In an agile approach we tackle work in the team through the scheduling and prioritisation of user stories. If we feel that the testing of a certain feature is inadequate then an effective approach is to add stories to the backlog targeting the customer value that comes from the extra confidence that the testing can provide. This places into the hands of the business the decision to prioritise that testing work based on the value that is derived from it.
A group discussion or exploratory testing session can help build confidence and cohesion in the testing group before raising concerns with management. In situations where myself and the testing team have had concerns over the suitability of a product for customers then I have arranged group exploratory testing sessions in the form of tours from the perspective of the relevant users. Discussing openly and critically the value of the product helped to gain a group understanding and provide confidence in raising our concerns to product manager at the time.

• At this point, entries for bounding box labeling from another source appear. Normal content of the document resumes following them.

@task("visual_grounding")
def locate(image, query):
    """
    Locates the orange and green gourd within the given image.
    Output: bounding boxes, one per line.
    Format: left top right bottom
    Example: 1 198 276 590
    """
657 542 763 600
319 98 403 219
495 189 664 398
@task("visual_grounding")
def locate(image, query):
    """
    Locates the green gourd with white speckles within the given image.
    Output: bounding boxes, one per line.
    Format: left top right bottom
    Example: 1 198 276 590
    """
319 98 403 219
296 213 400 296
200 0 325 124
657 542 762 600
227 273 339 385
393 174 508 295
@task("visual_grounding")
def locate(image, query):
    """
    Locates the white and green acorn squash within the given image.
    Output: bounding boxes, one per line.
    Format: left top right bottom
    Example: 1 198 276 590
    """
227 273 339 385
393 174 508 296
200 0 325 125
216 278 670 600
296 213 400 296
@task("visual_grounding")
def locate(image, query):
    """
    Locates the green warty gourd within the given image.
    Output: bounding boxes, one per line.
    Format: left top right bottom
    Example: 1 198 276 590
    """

If the approach that is imposed on a testing effort is invalid for the context, then I'm a strong believer in taking the time and using a dose of professional flexibility to do what I feel is right anyway. Sometimes it is necessary to go the extra mile to do enough to demonstrate the value of a different approach. I was once being pressured to take a very limited testing approach on an API integration that was highly volatile and I felt that a level of automation around the interface was appropriate. I freed up some time during the working day to create a simple harness and then spent my evenings learning Java to develop a more extensive test suite. This was invaluable in helping to highlight basic regressions in further deliveries of the integration and also as a tool in facilitating further exploratory testing.
A Ray Of Sunshine
This is the kind of thing that wanted to see more of in the talks at TestBash - practical examples of how people have avoided bad testing by tackling difficult testing challenges. Thank goodness then for Chris George from RedGate in the penultimate talk of the day. Chris recounted a story of himself and a developer getting stuck into a test automation problem that had been estimated and needing 6 months of work, and through a can do attitude and a healthy dose of intelligent hard work, achieved a successful result in a short time.The testing community is going through a fantastic period at present with more and more testers passionately promoting testing as a skilled profession. With the best will in the world, not every project that we work on or role that we step into is going to be initiated from an enlightened position of appreciating testing as a highly skilled role. Working on improving the testing effort on poorly conceived projects could be an opportunity to demonstrate the value of testing and the information that we can provide to a new audience. If testers capable of changing peoples' perceptions about testing and thereby improving the status of the testing profession take the approach that they will move on as soon as they are presented with a request that offends their testing sensibilities then that is an opportunity lost.